For leptospirosis, it is always best given along with ABM, which is Agaricus Blazei Murrill. This has a very strong regulating effect on the immune system. Thus, the intracellular pathogens can be better eliminated. And ABM does much more: it stimulates blood formation in the bone marrow and detoxifies the liver quite moderately.

Like all fungi, it also maintains antioxidant enzymes, such as superoxide dismutase (SOD). This enzyme destroys superoxide radicals, protecting cells from free radicals.
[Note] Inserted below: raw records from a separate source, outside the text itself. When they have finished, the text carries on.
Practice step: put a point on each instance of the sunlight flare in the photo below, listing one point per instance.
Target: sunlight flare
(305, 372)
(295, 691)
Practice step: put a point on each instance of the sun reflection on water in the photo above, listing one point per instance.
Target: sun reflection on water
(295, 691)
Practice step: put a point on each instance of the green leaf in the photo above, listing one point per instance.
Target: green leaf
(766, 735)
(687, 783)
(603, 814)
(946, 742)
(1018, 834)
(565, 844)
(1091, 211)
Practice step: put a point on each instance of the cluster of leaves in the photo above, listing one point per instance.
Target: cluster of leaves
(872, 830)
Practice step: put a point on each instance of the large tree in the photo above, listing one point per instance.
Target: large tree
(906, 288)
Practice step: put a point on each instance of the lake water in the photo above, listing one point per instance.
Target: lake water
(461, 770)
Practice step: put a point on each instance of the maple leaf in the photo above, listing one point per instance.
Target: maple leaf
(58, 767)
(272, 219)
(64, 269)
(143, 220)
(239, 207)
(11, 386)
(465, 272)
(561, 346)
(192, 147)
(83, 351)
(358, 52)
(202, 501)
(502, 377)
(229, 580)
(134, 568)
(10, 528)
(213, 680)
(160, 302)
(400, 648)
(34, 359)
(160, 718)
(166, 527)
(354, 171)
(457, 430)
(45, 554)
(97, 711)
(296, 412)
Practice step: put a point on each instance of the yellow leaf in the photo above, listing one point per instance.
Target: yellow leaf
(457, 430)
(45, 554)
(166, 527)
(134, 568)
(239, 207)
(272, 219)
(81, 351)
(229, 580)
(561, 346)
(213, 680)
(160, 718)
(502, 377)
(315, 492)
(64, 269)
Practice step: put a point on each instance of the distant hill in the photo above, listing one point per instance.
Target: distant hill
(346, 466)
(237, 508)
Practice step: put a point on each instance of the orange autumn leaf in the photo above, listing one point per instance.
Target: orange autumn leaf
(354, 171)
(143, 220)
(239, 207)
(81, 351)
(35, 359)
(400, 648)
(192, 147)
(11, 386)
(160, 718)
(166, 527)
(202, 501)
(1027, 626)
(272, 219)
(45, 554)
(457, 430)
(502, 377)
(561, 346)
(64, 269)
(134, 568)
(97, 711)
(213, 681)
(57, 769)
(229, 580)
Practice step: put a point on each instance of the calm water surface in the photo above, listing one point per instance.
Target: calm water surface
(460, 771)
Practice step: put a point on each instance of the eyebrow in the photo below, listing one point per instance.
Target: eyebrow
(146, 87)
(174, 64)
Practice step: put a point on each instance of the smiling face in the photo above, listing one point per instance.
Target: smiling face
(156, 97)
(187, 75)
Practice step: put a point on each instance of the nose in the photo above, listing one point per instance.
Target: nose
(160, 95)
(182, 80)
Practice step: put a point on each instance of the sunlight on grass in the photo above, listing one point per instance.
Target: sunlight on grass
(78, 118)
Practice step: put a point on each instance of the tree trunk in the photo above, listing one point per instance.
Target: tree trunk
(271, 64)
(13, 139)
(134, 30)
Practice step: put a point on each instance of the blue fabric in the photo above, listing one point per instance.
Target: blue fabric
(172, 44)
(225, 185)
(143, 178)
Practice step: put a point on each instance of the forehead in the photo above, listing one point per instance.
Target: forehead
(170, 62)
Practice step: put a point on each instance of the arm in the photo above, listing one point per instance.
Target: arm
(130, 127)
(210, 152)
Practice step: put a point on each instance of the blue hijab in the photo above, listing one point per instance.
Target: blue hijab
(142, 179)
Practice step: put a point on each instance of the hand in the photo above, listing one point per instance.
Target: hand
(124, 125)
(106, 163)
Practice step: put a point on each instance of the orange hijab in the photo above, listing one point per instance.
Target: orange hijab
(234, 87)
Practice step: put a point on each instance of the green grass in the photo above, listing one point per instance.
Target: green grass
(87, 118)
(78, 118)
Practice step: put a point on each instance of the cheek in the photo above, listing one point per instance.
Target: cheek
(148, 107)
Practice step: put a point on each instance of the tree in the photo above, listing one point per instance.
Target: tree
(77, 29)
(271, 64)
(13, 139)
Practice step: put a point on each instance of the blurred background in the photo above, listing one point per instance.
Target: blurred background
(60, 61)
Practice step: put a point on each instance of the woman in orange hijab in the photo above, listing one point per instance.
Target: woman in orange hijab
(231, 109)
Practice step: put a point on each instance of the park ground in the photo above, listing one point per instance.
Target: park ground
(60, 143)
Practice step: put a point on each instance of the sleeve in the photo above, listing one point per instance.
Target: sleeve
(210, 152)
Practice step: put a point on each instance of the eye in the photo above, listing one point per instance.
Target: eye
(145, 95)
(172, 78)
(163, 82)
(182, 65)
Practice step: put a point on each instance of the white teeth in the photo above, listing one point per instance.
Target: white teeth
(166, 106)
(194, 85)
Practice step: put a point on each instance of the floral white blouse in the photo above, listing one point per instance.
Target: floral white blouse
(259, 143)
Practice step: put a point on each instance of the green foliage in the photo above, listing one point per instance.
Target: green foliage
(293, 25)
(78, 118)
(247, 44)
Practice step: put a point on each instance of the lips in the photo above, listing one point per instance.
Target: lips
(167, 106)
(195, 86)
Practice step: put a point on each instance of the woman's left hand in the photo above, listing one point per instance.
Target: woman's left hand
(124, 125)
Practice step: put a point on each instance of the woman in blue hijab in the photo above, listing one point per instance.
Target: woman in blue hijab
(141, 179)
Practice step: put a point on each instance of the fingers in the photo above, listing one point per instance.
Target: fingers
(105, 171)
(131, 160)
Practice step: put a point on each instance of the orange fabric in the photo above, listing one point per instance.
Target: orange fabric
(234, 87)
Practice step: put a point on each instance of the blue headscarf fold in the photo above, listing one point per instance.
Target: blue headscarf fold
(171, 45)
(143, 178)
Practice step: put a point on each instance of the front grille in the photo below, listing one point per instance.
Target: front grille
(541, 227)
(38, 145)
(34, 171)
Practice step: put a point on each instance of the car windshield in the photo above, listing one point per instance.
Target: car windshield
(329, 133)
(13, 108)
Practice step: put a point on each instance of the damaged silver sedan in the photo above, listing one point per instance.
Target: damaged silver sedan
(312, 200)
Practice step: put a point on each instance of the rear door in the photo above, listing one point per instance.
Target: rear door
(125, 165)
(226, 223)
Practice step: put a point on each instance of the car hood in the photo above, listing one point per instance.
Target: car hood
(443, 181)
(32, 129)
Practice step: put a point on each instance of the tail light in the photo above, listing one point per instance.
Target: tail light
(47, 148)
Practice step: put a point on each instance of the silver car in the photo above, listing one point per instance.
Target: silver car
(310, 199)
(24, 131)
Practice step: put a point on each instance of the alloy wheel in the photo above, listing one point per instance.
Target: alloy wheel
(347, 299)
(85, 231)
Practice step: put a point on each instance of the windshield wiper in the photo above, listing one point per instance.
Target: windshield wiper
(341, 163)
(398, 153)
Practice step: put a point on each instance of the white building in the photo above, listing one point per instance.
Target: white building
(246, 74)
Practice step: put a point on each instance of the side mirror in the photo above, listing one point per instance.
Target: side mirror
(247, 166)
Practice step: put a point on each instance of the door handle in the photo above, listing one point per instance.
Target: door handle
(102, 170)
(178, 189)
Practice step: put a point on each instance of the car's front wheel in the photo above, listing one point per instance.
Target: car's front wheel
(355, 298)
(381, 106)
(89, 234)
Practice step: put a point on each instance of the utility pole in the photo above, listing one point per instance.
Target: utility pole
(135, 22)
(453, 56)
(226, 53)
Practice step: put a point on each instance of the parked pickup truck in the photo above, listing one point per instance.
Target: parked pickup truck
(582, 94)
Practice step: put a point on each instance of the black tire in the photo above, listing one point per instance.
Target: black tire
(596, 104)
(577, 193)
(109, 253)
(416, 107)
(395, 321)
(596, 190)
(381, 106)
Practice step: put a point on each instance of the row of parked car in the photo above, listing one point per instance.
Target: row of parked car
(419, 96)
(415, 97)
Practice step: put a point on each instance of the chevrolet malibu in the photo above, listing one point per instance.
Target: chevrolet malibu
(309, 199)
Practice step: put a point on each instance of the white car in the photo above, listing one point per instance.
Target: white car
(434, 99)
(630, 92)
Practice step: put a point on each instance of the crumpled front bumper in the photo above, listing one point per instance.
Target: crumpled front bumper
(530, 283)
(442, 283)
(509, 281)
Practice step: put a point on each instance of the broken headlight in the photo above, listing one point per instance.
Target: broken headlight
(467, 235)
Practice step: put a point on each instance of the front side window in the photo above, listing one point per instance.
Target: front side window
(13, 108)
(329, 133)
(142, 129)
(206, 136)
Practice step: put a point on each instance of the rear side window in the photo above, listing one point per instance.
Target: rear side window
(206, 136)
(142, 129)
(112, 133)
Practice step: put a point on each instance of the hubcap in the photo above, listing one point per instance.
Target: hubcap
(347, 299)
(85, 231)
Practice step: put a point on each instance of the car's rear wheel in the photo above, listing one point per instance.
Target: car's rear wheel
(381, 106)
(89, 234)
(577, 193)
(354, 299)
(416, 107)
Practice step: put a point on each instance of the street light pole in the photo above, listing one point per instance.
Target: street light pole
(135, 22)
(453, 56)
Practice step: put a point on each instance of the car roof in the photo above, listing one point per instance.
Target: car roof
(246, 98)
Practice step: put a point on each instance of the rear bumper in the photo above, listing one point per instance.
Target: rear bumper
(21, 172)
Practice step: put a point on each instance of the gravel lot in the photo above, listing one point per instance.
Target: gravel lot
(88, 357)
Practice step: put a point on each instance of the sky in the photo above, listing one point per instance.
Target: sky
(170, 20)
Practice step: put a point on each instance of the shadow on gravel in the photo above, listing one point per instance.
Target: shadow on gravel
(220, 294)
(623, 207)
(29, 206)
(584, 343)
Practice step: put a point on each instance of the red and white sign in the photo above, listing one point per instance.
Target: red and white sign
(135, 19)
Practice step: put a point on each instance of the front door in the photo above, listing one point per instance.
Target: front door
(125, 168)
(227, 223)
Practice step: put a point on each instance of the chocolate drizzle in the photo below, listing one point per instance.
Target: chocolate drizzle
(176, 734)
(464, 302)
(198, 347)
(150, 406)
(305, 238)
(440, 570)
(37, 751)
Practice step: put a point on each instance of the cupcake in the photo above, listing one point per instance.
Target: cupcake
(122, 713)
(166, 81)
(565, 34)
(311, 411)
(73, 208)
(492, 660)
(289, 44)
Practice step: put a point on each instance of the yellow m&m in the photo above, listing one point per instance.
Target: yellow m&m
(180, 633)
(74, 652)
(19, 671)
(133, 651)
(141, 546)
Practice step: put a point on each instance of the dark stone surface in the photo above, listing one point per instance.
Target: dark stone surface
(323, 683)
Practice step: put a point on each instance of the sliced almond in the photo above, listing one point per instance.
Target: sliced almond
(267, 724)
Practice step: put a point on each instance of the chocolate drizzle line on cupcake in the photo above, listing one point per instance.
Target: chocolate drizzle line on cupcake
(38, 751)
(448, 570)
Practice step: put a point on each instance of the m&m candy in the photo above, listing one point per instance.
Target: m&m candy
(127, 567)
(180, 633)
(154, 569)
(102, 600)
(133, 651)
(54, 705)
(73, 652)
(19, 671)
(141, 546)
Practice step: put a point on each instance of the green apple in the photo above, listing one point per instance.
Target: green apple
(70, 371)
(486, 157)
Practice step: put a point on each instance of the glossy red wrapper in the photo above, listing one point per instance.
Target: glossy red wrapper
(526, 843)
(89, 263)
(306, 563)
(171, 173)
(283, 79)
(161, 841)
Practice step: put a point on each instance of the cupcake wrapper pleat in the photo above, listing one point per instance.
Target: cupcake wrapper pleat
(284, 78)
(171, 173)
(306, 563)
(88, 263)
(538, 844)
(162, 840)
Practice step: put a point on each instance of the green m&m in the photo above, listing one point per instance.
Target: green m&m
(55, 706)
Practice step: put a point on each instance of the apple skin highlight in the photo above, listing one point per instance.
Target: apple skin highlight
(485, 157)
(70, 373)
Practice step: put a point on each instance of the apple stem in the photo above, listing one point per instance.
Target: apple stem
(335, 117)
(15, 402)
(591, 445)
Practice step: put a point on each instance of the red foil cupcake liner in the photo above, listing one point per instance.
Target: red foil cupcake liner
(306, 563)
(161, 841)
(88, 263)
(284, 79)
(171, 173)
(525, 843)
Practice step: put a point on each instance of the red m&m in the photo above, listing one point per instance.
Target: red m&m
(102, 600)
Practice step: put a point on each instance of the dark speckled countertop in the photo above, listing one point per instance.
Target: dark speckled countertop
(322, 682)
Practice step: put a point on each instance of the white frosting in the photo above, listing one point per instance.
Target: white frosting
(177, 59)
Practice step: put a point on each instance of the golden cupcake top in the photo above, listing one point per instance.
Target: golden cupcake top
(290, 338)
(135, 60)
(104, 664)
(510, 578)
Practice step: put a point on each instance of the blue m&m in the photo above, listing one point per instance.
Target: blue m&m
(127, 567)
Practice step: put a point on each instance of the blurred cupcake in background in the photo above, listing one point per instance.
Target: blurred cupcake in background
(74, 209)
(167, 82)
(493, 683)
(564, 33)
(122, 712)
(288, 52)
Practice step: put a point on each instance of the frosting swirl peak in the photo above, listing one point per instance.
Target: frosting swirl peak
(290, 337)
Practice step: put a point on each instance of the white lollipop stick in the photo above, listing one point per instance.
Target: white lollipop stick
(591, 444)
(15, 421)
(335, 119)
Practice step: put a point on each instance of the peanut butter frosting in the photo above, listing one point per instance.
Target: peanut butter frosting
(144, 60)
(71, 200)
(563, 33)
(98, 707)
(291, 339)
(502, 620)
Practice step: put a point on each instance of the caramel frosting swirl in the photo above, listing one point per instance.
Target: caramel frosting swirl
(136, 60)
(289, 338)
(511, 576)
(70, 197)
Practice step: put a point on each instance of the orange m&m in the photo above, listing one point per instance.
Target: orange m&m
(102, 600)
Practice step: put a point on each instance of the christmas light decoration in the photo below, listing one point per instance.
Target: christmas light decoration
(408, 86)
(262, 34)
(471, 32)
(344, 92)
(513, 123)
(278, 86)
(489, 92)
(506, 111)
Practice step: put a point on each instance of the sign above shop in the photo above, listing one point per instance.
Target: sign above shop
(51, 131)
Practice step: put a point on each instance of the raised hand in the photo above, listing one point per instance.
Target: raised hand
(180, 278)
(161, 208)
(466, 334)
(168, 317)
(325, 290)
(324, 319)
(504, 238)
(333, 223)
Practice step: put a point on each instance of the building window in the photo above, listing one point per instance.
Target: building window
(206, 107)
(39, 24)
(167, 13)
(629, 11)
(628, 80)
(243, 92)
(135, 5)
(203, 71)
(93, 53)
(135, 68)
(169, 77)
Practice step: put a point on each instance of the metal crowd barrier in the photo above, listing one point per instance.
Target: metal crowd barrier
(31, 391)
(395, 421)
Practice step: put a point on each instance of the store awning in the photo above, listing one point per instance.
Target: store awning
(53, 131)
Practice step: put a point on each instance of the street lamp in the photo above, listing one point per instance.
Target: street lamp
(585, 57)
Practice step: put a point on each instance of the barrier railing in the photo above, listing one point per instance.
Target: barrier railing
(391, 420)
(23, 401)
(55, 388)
Pleurotus - important fungus for healthy intestinal flora

Since animals with leptospirosis are given different types of antibiotics, it is of course useful to provide additional support for the immune system. 80% of the immune system is located in the intestine. Therefore, it is definitely important to rebuild the intestinal flora. Here, the fungus Pleurotus comes into question quite particularly.

Pleurotus is able to rebalance the intestinal bacteria. It supports the growth of probiotic bacteria in the intestinal mucosa and it increases the production of lactobacilli, of enterococci and of bifiobacteria. Pleurotus also has a liver-protective and a strong antibiotic effect. The antibiotic pleurotin is obtained from this fungus.

Other herbal support

Besides vital mushrooms, of course, you can support the animals with other means, for example, with various medicinal plants and antioxidants. Very effective antioxidants are the OPC (oligomeric procyanidins). They fight free radicals and are particularly suitable for all inflammatory processes.

Equally valuable is the nettle. It is quite excellent medicinal plant with strengthening effect on the immune system. Nettle has many antioxidants, anti-inflammatory action and analgesic properties.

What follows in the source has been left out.